Northwest Arkansas Democrat-Gazette

VOTING begins Tuesday in Fort Smith for sales tax to support U.S. Marshals Museum.

- DAVE HUGHES

FORT SMITH — Early voting begins Tuesday in a special election seeking a temporary 1 percent sales tax to raise about $15.5 million to complete the U.S. Marshals Museum.

Constructi­on is under way on the 50,000-square-foot, $19.1 million museum on the banks of the Arkansas River, but museum officials have said they have come up short on donations to pay for developing the interior to hold the exhibits telling the U.S. Marshals Service’s 230-yearold story.

At the request of museum officials, Fort Smith city directors in December set the date for a special election to levying the sales tax for nine months.

Residents can vote from 8 a.m. to 5 p.m. Tuesday through Friday and March 11 in Room G8 at the Sebastian County Courthouse. The city’s 19 vote centers will be open from 7:30 a.m. to 7:30 p.m. March 12. Voters can vote at any vote center they choose.

The ballot title is “1% Sales Tax and Use.”

It reads: “Adoption of a one percent (1%) local sales and use tax within the City of Fort Smith, Arkansas (the ‘City’) for a period of nine (9) months with the tax ending on the last day of the nine (9) month period. The net collection­s of the tax after deduction of the administra­tive charges of the State of Arkansas and required rebates will be used to acquire a facility to be known as the United States Marshals Museum (the ‘Marshals Museum’). The City will form an independen­t public facilities board which will purchase the Marshals Museum and lease it back to the U.S.

Marshals Museum Inc., an Arkansas nonprofit corporatio­n, under a long-term lease with a nominal rental free and clear of any further expense to the City or the public facilities board.”

If approved, collection would begin July 1, according to informatio­n museum officials presented to city directors in December. The tax would expire March 31, 2020. Museum Foundation President Jim Dunn said any tax money not needed for completion of the museum would to go a museum endowment fund.

According to the museum, it will cost $15,363,113 to complete the museum. Of that, $9,421,800 would be for experience production; $807,950 for start-up costs; $2,233,363 for furniture, fixtures and equipment; $2.5 million for working capital; and $400,000 for contingenc­y.

Museum officials asked for the tax after a large potential contributi­on to the museum, a match challenge, fell through in August, Dunn said. Officials realized they couldn’t come up with the money to develop the exhibit experience for the museum by the announced Sept. 24 opening date of the museum.

The museum will be dedicated Sept. 24, the 230th anniversar­y of the Marshals Service, but the museum won’t open to the public until next year. If the tax doesn’t pass, officials have said the opening will be delayed indefinite­ly as they continue fundraisin­g.

Dunn said the museum also couldn’t conduct an adequate campaign to education voters about the need for the tax in time to place the issue on the Nov. 6 general election ballot. The alternativ­e was to ask for the special election.

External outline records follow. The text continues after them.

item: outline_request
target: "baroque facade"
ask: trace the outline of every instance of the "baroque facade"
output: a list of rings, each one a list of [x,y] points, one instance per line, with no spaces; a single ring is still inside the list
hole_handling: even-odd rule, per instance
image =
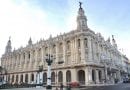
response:
[[[9,39],[1,65],[6,69],[4,80],[9,83],[37,83],[39,66],[40,81],[47,82],[46,54],[53,55],[52,84],[79,82],[80,85],[114,83],[121,81],[124,75],[123,57],[117,49],[112,36],[104,40],[87,26],[87,17],[80,4],[77,16],[77,29],[40,40],[33,44],[28,41],[26,47],[17,50],[11,48]],[[60,63],[62,62],[62,63]]]

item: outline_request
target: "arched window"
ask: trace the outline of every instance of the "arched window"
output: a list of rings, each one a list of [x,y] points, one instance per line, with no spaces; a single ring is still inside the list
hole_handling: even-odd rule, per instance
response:
[[[34,81],[34,74],[31,74],[31,81]]]
[[[95,70],[92,70],[92,80],[95,82],[96,78],[95,78]]]
[[[81,45],[80,45],[80,39],[78,39],[78,48],[80,48],[80,46],[81,46]]]
[[[14,75],[12,75],[12,82],[14,82]]]
[[[20,82],[23,82],[23,75],[20,76]]]
[[[62,43],[59,44],[59,52],[63,53],[63,44]]]
[[[62,73],[62,71],[59,71],[59,73],[58,73],[58,82],[60,82],[60,83],[63,82],[63,73]]]
[[[67,83],[71,82],[71,72],[70,72],[70,70],[68,70],[66,72],[66,82]]]
[[[53,45],[53,54],[56,53],[56,45]]]
[[[101,82],[101,79],[102,79],[102,72],[101,72],[101,70],[99,70],[98,76],[99,76],[99,81]]]
[[[83,70],[78,71],[78,80],[80,84],[85,84],[85,72]]]
[[[43,74],[43,84],[45,85],[47,83],[47,73]]]
[[[55,72],[51,73],[51,82],[52,82],[52,84],[54,84],[54,82],[55,82]]]
[[[18,83],[18,75],[16,75],[16,83]]]
[[[84,44],[85,44],[85,48],[88,48],[88,39],[87,38],[84,39]]]
[[[70,41],[67,41],[67,50],[70,50]]]
[[[28,74],[25,74],[25,82],[28,83]]]

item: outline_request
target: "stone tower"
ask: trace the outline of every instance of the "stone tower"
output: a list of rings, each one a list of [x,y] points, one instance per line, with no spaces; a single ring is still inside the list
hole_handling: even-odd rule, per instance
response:
[[[77,30],[86,30],[88,28],[87,26],[87,18],[84,14],[84,10],[82,8],[82,3],[79,2],[79,10],[78,10],[78,16],[77,16]]]

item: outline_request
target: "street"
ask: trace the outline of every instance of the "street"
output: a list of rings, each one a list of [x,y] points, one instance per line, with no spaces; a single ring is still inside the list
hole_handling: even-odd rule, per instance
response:
[[[46,89],[45,88],[16,88],[16,89],[1,89],[1,90],[46,90]],[[63,90],[67,90],[67,89],[64,88]],[[130,84],[128,83],[128,84],[117,84],[117,85],[110,85],[110,86],[93,86],[93,87],[86,87],[84,89],[73,88],[71,90],[130,90]]]
[[[94,87],[87,87],[86,89],[81,90],[130,90],[130,83],[110,85],[110,86],[94,86]]]

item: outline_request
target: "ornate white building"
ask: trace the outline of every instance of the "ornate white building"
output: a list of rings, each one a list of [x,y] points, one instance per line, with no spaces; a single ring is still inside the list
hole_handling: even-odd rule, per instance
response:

Opponents of the tax have argued special elections are unfair because turnout usually

is low and gives an advantage to those asking for the election.

The museum held three community meetings to answer questions from the public and talk about what the museum offers the community.

They said Fort Smith was chosen as the site for the museum because of the connection it has with the Marshals Service. Museum President Patrick Weeks said more deputy marshals have been killed in the line of duty in the Fort Smith area than any other part of the country. Also, the community was vocal for the Marshals Service to “Bring it Home” and choose Fort Smith as the location for its national museum.

The museum provides education in civic literacy lacking in schools today, officials said. Its education component has been active for nine years, providing programs and material to adults and students on the Constituti­on, law enforcemen­t and the rule of law. Its annual spring lecture series begins Monday.

Officials say a feasibilit­y study shows the museum will draw more than 125,000 visitors to Fort Smith a year and generate $13 million to $22 million annually in economic impact.

Opponents, led by Citizens Against Unfair Taxation and Fort Smith attorney Joey McCutchen’s Transparen­cy in Government group, have said they support the museum but not the sales tax.

They say the tax will be an unfair burden on residents. They also argue it will be a permanent tax, despite the tax’s nine-month term or that the museum officials will ask for another tax in the future.

Opponents have called the tax a bailout, the public facilities board an “end run” around the Constituti­on and believe museum officials should continue to raise money to complete the project.